The liquid crystal adjustment unit 110 includes a liquid crystal layer 1003 and an electrode layer 1004 disposed on the liquid crystal layer 1003. The color filter structure 200 includes an RGB color filter layer 2002, a glass panel layer 2003, and an upper polarization layer 2004. The RGB color filter layer 2002 has a plurality of red color filters, a plurality of blue color filters, and a plurality of green color filters that are spaced apart from each other, and arranged in a matrix pattern. The excitation layer 3 has a structure the same as those described in the aforesaid embodiments, and includes a plurality of the quantum structures 31. The quantum structures 31 are registered with the green color filters of the RGB color filter layer 2002, are one of quantum dots and quantum rods, and are made of one of cesium lead halide and organic ammonium lead halide. The glass panel layer 2003 is disposed on the RGB color filter layer 2002. The upper polarization layer 2004 is disposed on the glass panel layer 2003. In this embodiment, the excitation layer 3, the RGB color filter layer 2002, the glass panel layer 2003 and the upper polarization layer 2004 are arranged in such order along a direction away from the liquid crystal adjustment unit 110.

The light-emitting unit 4 may include a first light-emitting element 41, a second light-emitting element 42 and a circuit board 43. In some embodiments, the first light-emitting element 41 is configured to emit one of a red light or a blue light, and the second light-emitting element 42 is configured to emit the other one of the red light or the blue light. In this embodiment, the first light-emitting element 41 emits the blue light, and the second light-emitting element 42 emits the red light and includes potassium fluorosilicate phosphor. When the lights emitted by the first light-emitting element 41 and the second light-emitting element 42 pass through the liquid crystal adjustment unit 110, and is incident on the excitation layer 3, the quantum structures 31 of the excitation layer 3 are excited by the blue light incident thereon to emit a green light that will pass through the green color filters of the RGB color filter layer 2002, since the quantum structures 31 are registered with the green color filters of the RGB color filter layer 2002. In this embodiment, the light-emitting unit 4 has a structure that is the same as those described in the aforesaid embodiments, and includes a plurality of the first light-emitting elements 41 and a plurality of the second light-emitting elements 42 that are alternatingly arranged on the circuit board 43. Each of the first light-emitting elements 41 may be a light-emitting diode that is capable of emitting a blue light. Each of the second light-emitting elements 42 may be a light-emitting diode that is capable of emitting a red light.

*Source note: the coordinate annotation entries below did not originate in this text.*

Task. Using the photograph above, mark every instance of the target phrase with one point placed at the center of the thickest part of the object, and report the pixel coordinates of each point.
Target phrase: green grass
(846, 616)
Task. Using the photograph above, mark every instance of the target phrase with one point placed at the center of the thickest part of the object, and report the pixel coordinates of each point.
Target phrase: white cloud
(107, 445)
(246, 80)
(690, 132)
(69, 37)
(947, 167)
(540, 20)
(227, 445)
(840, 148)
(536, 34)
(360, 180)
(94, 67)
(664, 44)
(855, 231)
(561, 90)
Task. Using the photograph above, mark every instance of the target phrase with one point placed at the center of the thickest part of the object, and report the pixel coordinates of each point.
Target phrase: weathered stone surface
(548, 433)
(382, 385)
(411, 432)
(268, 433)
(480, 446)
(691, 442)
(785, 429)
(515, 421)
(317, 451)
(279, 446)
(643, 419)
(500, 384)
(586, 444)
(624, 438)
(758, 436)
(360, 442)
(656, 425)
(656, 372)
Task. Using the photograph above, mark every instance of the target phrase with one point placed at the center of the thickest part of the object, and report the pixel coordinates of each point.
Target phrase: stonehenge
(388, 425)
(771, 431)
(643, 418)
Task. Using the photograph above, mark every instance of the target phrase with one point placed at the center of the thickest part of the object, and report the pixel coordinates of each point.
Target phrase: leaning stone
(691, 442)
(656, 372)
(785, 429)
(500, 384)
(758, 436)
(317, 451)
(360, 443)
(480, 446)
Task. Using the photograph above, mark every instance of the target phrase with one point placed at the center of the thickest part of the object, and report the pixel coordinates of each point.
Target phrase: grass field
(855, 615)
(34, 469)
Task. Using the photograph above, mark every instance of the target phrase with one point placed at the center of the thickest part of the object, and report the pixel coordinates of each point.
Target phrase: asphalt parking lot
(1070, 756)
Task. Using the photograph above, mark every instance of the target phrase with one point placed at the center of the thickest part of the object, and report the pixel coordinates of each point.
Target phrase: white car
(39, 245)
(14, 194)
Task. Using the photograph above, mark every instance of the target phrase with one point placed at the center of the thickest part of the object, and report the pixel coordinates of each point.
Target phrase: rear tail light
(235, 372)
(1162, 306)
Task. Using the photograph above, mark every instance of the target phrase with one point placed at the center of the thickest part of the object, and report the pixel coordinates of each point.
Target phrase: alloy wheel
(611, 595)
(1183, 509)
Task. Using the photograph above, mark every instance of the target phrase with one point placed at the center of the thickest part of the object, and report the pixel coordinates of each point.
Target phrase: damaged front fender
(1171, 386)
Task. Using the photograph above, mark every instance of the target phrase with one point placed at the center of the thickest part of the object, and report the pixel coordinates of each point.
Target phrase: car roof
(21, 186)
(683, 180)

In some embodiments, the liquid crystal adjustment unit 110 is spaced apart from and disposed over the light-emitting unit 4, and the first and second light-emitting elements 41, 42 are located within a projection of the liquid crystal adjustment unit 110 on the light-emitting unit 4. In some embodiments, the liquid crystal adjustment unit 110 further includes a lower polarization layer 1001. In some embodiments, the liquid crystal adjustment unit 110 further includes a thin film transistor (TFT) layer 1002. In some embodiments, the display device further includes a diffusion sheet 8 disposed between the light-emitting unit 4 and the liquid crystal adjustment unit 110. The diffusion sheet 8 has a haze that is larger than 60%.

As shown in FIG. 7, in some embodiments, the excitation layer 3 includes a light-transmissible optical film 33 and a plurality of excitation portions 34 each of which includes the quantum structures (31). The excitation portions 34 are separately disposed within said light-transmissible optical film 33, and are registered with the green color filters of the RGB color filter layer 2002. In certain embodiments, each of the excitation portions 34 may have a strip shape or island shape. The light-transmissible optical film 33 provides support for the excitation portions 34. By virtue of the excitation layer 3 including the light-transmissible optical film 33 and the excitation portions 34, the quantum structures 31 of the excitation layer 3 may be well registered with the green color filters of the RGB color filter layer 2002.

Referring to FIG. 8, in a variation of the display device of the embodiment, the display device further includes a light guide plate 5 disposed on a back side of the liquid crystal adjustment unit 110 opposite to the color filter structure 200. The light guide plate 5 has a light exiting light guide surface 51 facing the back side of the liquid crystal adjustment unit 101, a reflection light guide surface 52 opposite to the light exiting light guide surface 51, and an incident light guide surface 53 interconnecting the light exiting light guide surface 51 and the reflection light guide surface 52. Additionally, the first and second light-emitting elements 41, 42 of the light-emitting unit 4 face the incident light guide surface 53. The blue light emitted by the first light-emitting element(s) 41 and the red light emitted by the second light-emitting element(s) 42 enter the light guide plate 5 through the incident light guide surface 53, and are directed toward the light exiting light guide surface 51 by the reflection light guide surface 52. After exiting the light exiting light guide surface 51, the blue and red lights enter the liquid crystal adjustment unit 110. The reflection light guide surface 52 may be formed with a dot array structure, and is capable of reflecting light. As mentioned above, the light-emitting unit 4 may include a plurality of the first light-emitting elements 41 and a plurality of the second light-emitting elements 42 which are alternatingly arranged along a side of the incident light guide surface 53 of the light guide plate 5 and face the incident light guide surface 53.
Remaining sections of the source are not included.